Karla Homolka, as devoid of moral faculties as her lover boy, turned out to be the perfect mate for Paul, eagerly satisfying—and encouraging—his most depraved desires. He liked to videotape her while she fondled herself and talked of how much fun it would be to procure thirteen-year-old virgins for him to rape. When Paul expressed a wish to deflower her little sister, Tammy, Karla was only too happy to assist, stealing some animal sedative called halothane from the veterinary clinic where she worked. On December 23, 1990—after a happy pre-Christmas dinner in the Homolka home—Paul plied the fifteen-year-old with Halcion-laced drinks. Once she was out cold, he raped her while Karla held a halothane-soaked rag over her little sister’s face to make sure she stayed unconscious. Unfortunately, she threw up, choking to death on her vomit.
Tammy Homolka was the first to die at the hands of the hideously perverted pair. Between June 1991
and April 1992, Bernardo and Homolka snatched three more teenage girls. The victims would be subjected to a range of degradations and torments, Karla and Paul taking turns having sex with their captives while the other videotaped the outrages. In the end, the girls would be murdered, and their bodies—sometimes dismembered, sometimes left intact—dumped in a lake or ditch.
While these horrendous killings were going on, Paul—with Karla’s encouragement—was conducting a separate career as a serial rapist in Scarborough, Canada. Eventually—when he began beating Karla—she turned on him. Already under suspicion as the “Scarborough Rapist,” Bernardo was arrested and ultimately charged with two counts of first-degree murder, two counts of aggravated assault, two counts of forcible rape, two counts of kidnapping, and one count of performing an indignity on a human body.

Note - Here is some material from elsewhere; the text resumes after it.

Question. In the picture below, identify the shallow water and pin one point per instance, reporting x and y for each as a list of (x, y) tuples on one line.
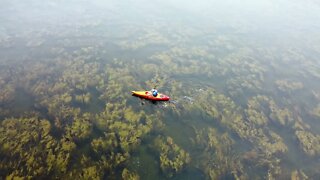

In exchange for her full cooperation, Karla received a lenient sentence. Bernardo, convicted on all counts, was sent to prison for life.
We had this sexual fantasy, see, so we just carried it out. I mean, like it was easy and fun and we really enjoyed it, so why shouldn’t we do it?
—Charlene Gallego, explaining why she and her husband abducted, raped, and murdered ten people The Wests
Outside the pages of the Marquis de Sade, it would be hard to find human beings as obscenely evil as the British psycho-couple, Fred and Rose West. Like Karla Homolka—who sacrificed her own sister to her partner’s sadistic lusts—the Wests had no qualms about preying on their nearest kin. Incest was just one of the countless perversions they delighted in. Arguably, the Wests were even more monstrous than their Canadian counterparts since their victims included several of their own children.
Born in 1941, the simian-looking Fred West was reportedly the product of a household in which incest was rife. By the time he was twenty, he was a habitual thief and convicted child molester who had impregnated a thirteen-year-old girl (“Doesn’t everyone do it?” he said in his defense when confronted with this crime).